When I was six years old, the youngest and only girl of four children, my mom started to take me out for lunch every Saturday. More than forty-two years and 2,000 lunches later, our tradition still continues each week.
My mom and I choose to spend Saturdays together because we value each other’s company and ideas. Our day is filled with discussions about stories we’ve read, movies we’ve watched, and our weekly experiences.
Now, on occasion, my fiercely independent mother reluctantly allows me to treat her to a meal now instead. “It’s your time,” I constantly remind her.
During the last few years, my mom has told inspiring stories about her volunteer work teaching the visually impaired how to knit. She also reads voraciously—another activity in her daily routine to keep her mind sharp. To maintain her body’s strength, my mom does laps in her apartment hallway and around the complex’s grounds in good weather.
As we walk and chat during our get-togethers, we’re still overcome with the same belly laughter that propelled us through folding endless loads of laundry and preparing massive feasts together in the house where I grew up. Even in the bowling-alley kitchen in her current apartment, we still know how to move around each other with ease, instinctively passing utensils that the other needs.
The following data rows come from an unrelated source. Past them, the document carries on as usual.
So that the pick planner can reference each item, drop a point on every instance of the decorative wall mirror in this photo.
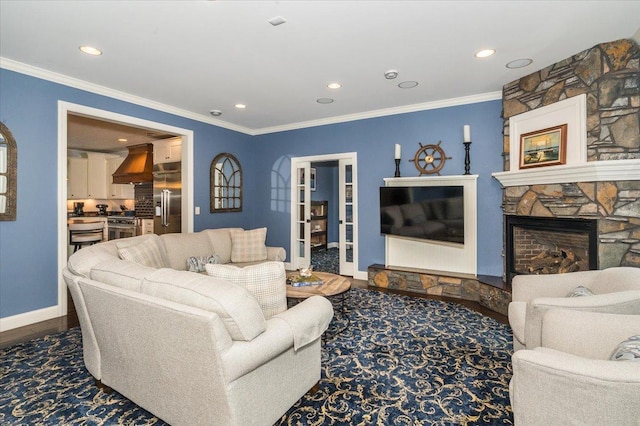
(226, 184)
(8, 174)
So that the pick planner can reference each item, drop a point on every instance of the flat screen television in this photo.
(423, 212)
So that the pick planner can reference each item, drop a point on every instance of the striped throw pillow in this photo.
(266, 281)
(248, 246)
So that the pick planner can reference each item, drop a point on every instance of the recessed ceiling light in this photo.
(519, 63)
(90, 50)
(391, 74)
(485, 53)
(408, 84)
(277, 20)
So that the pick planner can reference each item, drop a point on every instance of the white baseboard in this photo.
(361, 275)
(28, 318)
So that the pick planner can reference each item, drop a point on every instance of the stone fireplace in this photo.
(541, 245)
(602, 186)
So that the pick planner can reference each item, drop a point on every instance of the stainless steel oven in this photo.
(121, 227)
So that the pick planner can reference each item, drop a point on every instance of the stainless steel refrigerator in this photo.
(167, 198)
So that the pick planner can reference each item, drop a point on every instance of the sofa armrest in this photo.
(307, 320)
(552, 387)
(587, 334)
(624, 302)
(303, 323)
(527, 287)
(278, 254)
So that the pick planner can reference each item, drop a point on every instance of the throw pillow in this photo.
(580, 291)
(248, 246)
(629, 350)
(196, 263)
(146, 253)
(266, 281)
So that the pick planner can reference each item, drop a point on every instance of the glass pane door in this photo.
(302, 225)
(347, 214)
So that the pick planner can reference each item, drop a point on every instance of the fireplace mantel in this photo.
(593, 171)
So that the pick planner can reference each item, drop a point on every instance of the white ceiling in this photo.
(194, 56)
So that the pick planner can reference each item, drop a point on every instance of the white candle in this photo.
(467, 133)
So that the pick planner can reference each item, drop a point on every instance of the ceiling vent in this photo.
(137, 167)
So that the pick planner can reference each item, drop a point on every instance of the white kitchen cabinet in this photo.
(97, 176)
(117, 191)
(167, 150)
(77, 178)
(146, 226)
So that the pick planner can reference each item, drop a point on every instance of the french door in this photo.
(347, 214)
(347, 211)
(301, 215)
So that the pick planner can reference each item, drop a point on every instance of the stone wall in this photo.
(609, 74)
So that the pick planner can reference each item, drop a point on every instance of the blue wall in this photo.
(28, 106)
(373, 140)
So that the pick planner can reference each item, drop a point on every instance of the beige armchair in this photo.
(616, 290)
(570, 379)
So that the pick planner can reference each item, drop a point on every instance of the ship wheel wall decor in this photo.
(430, 159)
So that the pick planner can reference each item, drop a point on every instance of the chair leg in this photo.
(315, 388)
(104, 388)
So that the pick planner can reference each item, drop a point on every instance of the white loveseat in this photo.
(615, 290)
(188, 347)
(573, 377)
Through each phase of life, my mom has stepped up readily to meet the next challenge. She has continued to find excitement in each new day rather than longing for the past. As she flashes her bright smile at anyone lucky enough to cross her path, my mom says that she’s just grateful to wake up—and have another chance to put her feet on the ground—each morning.
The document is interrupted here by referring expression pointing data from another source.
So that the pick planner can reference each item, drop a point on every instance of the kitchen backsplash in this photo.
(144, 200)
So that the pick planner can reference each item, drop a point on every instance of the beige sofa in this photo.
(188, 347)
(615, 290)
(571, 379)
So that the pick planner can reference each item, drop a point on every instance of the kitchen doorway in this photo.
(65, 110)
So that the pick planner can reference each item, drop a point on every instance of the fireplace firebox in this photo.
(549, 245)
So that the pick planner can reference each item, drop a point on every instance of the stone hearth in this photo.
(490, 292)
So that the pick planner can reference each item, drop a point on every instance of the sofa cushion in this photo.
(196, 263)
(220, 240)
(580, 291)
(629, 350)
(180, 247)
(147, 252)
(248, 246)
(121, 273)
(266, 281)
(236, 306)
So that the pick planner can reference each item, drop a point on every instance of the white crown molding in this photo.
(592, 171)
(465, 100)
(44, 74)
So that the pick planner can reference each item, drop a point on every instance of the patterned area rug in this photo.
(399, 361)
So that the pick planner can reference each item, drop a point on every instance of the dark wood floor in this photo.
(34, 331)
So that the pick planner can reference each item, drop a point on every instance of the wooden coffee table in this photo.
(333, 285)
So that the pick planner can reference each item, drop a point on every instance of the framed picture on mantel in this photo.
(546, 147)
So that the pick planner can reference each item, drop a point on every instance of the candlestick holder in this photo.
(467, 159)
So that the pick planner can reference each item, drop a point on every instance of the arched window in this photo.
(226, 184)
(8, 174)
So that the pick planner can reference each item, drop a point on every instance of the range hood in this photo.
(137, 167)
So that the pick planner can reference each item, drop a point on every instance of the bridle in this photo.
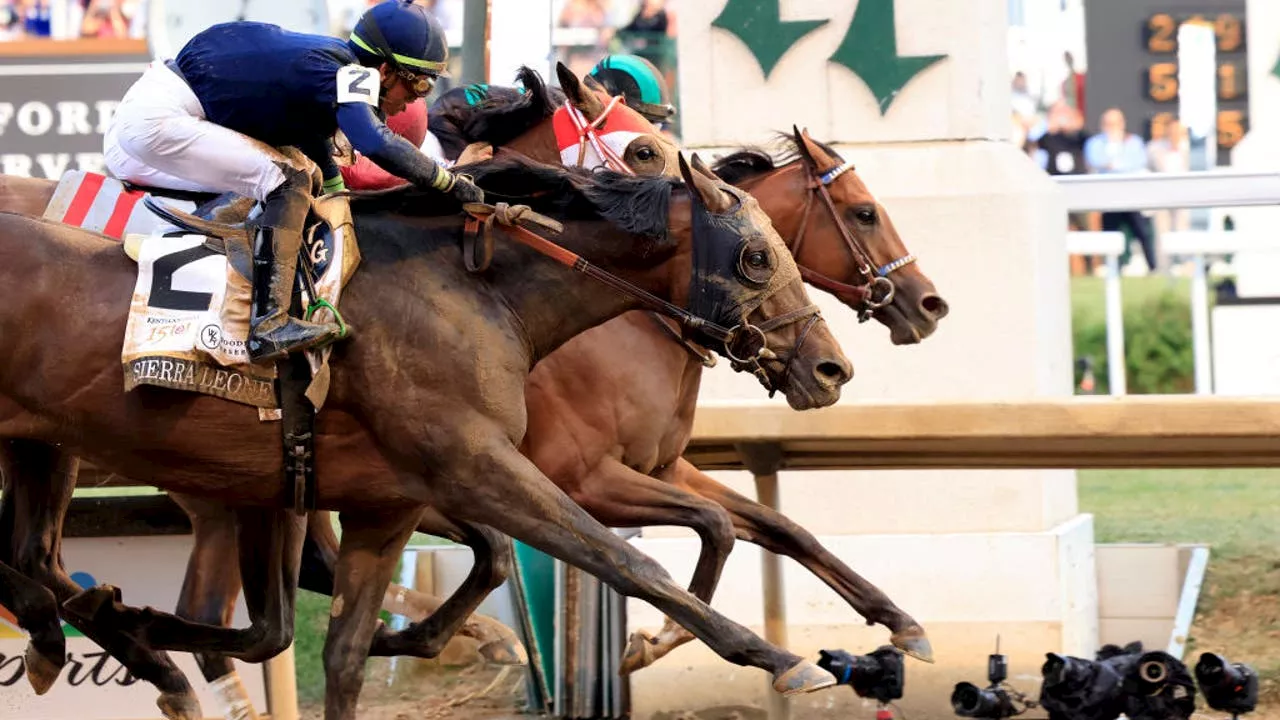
(745, 345)
(862, 296)
(589, 133)
(513, 218)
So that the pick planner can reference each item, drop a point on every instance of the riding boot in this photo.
(273, 333)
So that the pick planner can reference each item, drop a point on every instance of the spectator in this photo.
(1024, 104)
(1171, 154)
(105, 18)
(1061, 149)
(1116, 150)
(10, 21)
(1073, 87)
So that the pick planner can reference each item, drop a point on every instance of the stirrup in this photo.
(324, 304)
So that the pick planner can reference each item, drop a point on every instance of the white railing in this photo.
(1211, 190)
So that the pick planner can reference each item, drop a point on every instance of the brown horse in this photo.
(428, 401)
(602, 486)
(593, 402)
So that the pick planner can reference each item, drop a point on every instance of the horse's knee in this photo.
(716, 528)
(269, 642)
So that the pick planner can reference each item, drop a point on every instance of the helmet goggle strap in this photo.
(420, 73)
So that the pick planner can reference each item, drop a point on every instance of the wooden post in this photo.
(282, 686)
(764, 460)
(475, 41)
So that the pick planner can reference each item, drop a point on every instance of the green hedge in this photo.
(1157, 333)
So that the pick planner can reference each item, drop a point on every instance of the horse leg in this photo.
(772, 531)
(513, 497)
(622, 497)
(498, 643)
(209, 595)
(270, 545)
(493, 561)
(371, 543)
(36, 610)
(42, 481)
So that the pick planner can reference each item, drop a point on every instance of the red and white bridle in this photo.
(600, 142)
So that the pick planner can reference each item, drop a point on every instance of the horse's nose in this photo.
(933, 306)
(833, 372)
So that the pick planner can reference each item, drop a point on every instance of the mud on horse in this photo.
(392, 384)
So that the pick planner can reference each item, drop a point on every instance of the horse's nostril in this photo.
(935, 305)
(832, 372)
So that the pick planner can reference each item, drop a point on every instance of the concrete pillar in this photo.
(915, 92)
(1260, 150)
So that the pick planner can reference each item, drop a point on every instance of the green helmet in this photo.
(639, 82)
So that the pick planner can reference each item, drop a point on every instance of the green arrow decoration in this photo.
(758, 23)
(869, 49)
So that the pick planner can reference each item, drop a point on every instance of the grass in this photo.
(1234, 511)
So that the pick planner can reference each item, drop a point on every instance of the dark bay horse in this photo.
(593, 402)
(426, 404)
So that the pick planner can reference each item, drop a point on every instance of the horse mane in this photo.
(502, 118)
(749, 163)
(634, 204)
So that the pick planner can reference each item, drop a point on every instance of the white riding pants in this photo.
(160, 137)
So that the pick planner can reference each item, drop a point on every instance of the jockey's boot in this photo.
(273, 333)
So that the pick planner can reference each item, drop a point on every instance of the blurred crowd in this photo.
(1059, 137)
(71, 19)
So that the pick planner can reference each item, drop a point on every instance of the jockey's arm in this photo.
(373, 139)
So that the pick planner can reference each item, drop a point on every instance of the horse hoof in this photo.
(804, 677)
(90, 602)
(639, 654)
(179, 706)
(914, 642)
(506, 651)
(42, 670)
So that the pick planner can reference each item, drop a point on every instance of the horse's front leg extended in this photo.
(776, 533)
(497, 486)
(269, 542)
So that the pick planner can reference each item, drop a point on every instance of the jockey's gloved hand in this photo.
(458, 186)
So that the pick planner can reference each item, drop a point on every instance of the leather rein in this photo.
(862, 296)
(481, 218)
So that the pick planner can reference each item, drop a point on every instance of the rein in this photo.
(862, 296)
(510, 218)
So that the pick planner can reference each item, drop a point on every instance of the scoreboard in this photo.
(1133, 63)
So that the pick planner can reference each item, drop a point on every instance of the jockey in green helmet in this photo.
(639, 82)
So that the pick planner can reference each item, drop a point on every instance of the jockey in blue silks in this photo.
(210, 118)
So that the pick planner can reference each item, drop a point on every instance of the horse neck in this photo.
(553, 304)
(545, 301)
(539, 144)
(781, 192)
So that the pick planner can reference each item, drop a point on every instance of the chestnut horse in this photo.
(627, 473)
(428, 401)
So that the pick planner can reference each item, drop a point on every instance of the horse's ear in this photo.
(702, 168)
(803, 146)
(707, 186)
(580, 96)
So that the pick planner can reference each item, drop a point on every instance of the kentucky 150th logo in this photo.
(869, 48)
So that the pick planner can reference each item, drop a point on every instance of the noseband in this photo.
(863, 296)
(745, 345)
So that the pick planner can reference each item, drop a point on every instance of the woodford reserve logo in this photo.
(53, 115)
(869, 48)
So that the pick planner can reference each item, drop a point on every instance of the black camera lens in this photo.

Here are a few of my mom’s pearls of wisdom for embracing a simple approach to life:
- Start each day with the possibility of something wonderful happening.
- If you get on the wrong train, there’s always another one to take back.
- Either you do, or you don’t. All of the other self-created chaos is wasted energy.
- Listen carefully to others, and enjoy learning from them.
- Revel in small gestures, and offer a smile and kind word.
- Remember when you rose to meet challenges as you take on new ones.
- Decide to be happy, so you’re good company for others.
- Nothing is coming to you. You have to earn it.
- Don’t question your abilities. If something goes wrong, you can always try again.
- Don’t try to read other people’s thoughts, which will complicate your life.
- After you take a bad fall, get back up. Done!
- Accept people for who they are, and enjoy the qualities you admire.
- Always tell yourself that you will find a way to survive life’s “challenges.”
- Deal!
My relationship with my mom is extraordinarily easy and uncomplicated. She finds great pleasure in every aspect of her life by sharing her joyful spirit.